Friday, July 6, 2012

Is there a Hiccup with the Higgs?

Everybody writes about the discovery of the Higgs particle these days such that I decided not to join the crowd. But when yesterday the Badische Zeitung published a surprising cartoon and this morning I read about Stephen Hawking being a bad gambler I changed my mind.

Let us face it, the Higgs boson is Lust und Frust (lust and frustration) for the physics community. On the one hand its experimental evidence confirms the Standard Model filling out the missing link that gives to all other particles their mass. On the other hand physicists are frustrated that the experimental results at the Large Hadron Collider at CERN did so far not give any hint to modern physics like supersymmetry or string theory bound to explain, e.g., dark matter.

Hatzinger in the Badische Zeitung of July 6, 2012
Hatzinger’s Cartoon needs some translation. Es wurmt ihn offenbar, dass man wieder ein Teilchen von ihm entdeckt hat: It seems to bug him that they discovered another part of Him. Here Hatzinger makes a subtle allusion to the God particle. Higgs or rather Hicks is the onomatopoetic sound of drunk people in Germany.

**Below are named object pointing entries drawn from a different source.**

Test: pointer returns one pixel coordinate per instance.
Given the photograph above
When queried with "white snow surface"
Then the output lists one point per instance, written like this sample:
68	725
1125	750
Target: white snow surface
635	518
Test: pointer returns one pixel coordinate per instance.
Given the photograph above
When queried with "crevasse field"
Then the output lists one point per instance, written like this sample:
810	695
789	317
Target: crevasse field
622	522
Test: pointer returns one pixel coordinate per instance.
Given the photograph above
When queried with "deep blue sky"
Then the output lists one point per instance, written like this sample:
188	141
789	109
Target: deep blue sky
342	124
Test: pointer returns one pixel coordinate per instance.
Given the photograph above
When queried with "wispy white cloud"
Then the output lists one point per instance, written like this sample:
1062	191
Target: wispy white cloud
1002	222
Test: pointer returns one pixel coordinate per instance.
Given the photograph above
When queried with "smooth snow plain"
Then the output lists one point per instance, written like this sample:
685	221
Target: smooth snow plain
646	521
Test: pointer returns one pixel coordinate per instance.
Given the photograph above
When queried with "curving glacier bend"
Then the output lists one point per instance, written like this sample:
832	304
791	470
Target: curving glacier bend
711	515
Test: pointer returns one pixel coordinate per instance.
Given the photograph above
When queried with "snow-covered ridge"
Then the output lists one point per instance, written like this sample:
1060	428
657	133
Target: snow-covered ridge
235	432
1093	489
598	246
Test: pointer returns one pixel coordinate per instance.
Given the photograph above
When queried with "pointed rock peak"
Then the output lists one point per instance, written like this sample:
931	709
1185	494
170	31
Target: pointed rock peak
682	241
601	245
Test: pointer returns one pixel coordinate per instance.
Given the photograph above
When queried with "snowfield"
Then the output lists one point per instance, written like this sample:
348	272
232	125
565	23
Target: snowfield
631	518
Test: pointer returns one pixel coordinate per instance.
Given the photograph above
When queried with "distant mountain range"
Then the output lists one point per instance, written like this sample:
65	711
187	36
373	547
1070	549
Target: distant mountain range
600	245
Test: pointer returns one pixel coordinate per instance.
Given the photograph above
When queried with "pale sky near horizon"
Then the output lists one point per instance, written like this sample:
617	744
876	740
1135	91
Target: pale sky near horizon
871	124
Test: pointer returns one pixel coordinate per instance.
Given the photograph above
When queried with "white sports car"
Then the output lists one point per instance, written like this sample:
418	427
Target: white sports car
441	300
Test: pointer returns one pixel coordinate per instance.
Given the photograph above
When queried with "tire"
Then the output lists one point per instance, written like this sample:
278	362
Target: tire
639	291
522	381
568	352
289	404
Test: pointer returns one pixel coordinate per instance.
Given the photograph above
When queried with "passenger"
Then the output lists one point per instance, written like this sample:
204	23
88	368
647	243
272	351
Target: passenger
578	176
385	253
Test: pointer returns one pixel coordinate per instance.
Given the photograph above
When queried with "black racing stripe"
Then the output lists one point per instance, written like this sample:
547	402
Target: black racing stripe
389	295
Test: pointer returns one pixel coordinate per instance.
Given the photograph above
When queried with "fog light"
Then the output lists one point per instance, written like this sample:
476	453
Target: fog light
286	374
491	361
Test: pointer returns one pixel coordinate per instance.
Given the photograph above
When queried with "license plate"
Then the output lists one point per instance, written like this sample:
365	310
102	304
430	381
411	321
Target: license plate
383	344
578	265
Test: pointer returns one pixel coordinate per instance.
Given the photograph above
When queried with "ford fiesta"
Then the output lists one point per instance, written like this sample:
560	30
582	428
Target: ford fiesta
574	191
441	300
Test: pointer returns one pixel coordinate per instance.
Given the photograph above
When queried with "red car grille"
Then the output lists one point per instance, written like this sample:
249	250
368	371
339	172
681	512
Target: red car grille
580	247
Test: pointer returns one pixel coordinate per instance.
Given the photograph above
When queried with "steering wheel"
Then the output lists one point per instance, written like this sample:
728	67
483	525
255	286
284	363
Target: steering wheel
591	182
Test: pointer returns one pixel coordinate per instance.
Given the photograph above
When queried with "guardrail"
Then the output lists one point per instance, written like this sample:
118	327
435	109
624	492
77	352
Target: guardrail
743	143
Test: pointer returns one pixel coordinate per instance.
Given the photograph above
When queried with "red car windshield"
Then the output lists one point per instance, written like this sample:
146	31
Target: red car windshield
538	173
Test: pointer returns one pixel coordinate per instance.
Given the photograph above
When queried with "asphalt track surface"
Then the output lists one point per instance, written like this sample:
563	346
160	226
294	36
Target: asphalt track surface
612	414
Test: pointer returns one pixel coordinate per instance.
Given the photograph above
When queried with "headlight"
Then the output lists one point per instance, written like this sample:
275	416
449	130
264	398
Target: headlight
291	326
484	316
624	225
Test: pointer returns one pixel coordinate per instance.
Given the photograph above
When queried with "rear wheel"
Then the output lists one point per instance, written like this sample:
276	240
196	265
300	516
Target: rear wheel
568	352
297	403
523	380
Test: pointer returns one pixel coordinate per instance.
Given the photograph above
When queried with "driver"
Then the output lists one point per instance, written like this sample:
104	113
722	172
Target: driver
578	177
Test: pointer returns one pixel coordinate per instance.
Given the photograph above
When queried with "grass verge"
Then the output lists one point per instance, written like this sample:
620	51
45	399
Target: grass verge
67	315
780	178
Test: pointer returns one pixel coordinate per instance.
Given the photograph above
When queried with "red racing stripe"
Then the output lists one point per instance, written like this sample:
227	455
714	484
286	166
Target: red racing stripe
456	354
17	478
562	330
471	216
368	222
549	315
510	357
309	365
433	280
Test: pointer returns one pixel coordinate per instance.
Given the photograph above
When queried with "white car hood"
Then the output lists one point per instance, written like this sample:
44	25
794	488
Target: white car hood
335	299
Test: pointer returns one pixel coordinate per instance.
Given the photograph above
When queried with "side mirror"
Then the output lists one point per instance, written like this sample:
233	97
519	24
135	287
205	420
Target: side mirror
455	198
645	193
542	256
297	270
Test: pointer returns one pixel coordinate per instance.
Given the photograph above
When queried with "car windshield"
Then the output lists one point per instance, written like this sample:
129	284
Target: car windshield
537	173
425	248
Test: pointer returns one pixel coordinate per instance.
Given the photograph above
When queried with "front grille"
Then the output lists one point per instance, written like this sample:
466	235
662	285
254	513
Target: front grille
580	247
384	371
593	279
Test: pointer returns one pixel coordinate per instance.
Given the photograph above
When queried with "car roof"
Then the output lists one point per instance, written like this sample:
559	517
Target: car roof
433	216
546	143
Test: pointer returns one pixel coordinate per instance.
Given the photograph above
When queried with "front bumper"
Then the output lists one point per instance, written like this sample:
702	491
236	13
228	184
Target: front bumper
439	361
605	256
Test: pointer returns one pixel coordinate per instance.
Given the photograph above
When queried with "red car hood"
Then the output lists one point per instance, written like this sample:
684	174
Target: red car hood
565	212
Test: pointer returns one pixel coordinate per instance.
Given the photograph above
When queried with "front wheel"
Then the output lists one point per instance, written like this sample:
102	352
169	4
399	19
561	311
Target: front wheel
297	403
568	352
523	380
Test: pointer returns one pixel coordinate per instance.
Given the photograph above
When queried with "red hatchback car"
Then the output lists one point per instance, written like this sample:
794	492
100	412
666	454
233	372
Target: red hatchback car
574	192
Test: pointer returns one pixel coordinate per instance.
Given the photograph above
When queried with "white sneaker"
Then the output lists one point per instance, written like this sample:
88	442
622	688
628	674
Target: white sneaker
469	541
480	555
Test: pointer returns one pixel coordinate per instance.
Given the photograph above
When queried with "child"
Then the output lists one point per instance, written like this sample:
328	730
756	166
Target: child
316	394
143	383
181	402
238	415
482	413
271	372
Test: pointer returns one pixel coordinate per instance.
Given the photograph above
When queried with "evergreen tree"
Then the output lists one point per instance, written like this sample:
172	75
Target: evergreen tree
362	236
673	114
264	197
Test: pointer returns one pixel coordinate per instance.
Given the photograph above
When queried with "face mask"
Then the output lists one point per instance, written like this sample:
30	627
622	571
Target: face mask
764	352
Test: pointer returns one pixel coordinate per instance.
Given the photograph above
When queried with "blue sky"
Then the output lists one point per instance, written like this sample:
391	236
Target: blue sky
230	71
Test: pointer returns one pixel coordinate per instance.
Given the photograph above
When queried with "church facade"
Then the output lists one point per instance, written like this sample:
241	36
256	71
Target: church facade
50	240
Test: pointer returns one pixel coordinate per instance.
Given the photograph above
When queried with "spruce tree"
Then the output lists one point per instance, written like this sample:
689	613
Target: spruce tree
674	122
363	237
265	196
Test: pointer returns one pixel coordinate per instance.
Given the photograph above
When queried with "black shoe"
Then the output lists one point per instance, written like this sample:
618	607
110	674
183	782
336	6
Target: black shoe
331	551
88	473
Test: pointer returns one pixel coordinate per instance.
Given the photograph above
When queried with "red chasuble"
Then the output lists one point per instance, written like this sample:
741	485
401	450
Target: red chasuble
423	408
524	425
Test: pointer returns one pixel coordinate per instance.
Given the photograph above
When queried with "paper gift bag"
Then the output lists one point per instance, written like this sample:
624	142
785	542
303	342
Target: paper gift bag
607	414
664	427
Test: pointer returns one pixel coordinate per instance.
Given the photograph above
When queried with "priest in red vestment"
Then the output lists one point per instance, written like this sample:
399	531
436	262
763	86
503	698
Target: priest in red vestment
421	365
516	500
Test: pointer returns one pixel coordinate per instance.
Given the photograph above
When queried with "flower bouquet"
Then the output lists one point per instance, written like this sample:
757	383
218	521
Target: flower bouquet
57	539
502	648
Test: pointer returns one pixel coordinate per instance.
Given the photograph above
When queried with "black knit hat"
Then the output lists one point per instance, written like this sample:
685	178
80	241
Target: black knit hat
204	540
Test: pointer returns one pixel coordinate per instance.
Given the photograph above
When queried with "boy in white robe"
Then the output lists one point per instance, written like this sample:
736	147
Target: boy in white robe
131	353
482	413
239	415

Stephen Hawking at CERN in 2006
Stephen Hawking the twenty century genius likes to bet and to lose. On MSNBC's Cosmic Log you read: About 10 years ago, Gordon Kane, a theoretical physicist at the University of Michigan was discussing some of the issues while he and Hawking were together at a physics conference.

"Stephen interrupted, and said he would like to bet me that there was no Higgs boson," Kane recalled today. It took a while to work out the conditions of the $100 bet, and at one point things looked so dim for the search that Kane sent Hawking a check, according to The Detroit News.

But this week, when researchers at the LHC announced that a subatomic particle matching the Higgs boson's general description had been discovered, it was Hawking's turn to concede the bet. "It seems I have just lost $100," he told the BBC's Pallab Ghosh. The article continues:

For the Higgs boson, Hawking was hoping that there'd be a less orthodox and more elegant mechanism to explain how it is that some particles have mass while others don't. Finding the Standard Model Higgs boson, and nothing else, would be a disappointing outcome — as fellow physicist Stephen Wolfram pointed out in a blog posting today.

"If the decay and other interactions of this particle are as we expect, that will be strong evidence for the so-called Standard Model of particle physics, the theory that explains all our experiments so far," Hawking said. "This is an important result, and should earn Peter Higgs the Nobel Prize. But it is a pity, in a way, because the great advances in physics have come from experiments that gave results we didn't expect."

This was the case when in 1974 two physicists in the States Burton Richter at the Stanford Linear Accelerator Center and Samuel Chao Chung Ting at the Brookhaven National Laboratory simultaneously discovered the J/ψ particle, a quark compound of charm and anti-charm nobody had been waiting for. The discovery was one of these magic moments of glory in physics opening up a whole new physics that eventually ended in today’s Standard Model.

If it turns out that the particle revealed this week is a non-Standard Model Higgs boson, Hawking might still be able to hang onto his $100, and the cosmos will get that much more mysterious. But in any case, Kane is moving on to the next big thing: supersymmetry, the idea that every one of the subatomic particles we've detected to date has a weird twin we haven't yet been able to see. Such a concept could explain the nature of dark matter, which accounts for far more of the universe than the ordinary matter we see around us.

As strange as it sounds, Gordon Kane thinks it's possible to find evidence of supersymmetry — and he's willing to put his money where his mouth is."I'd love to have bets on supersymmetry," he told me, "but no one will take them."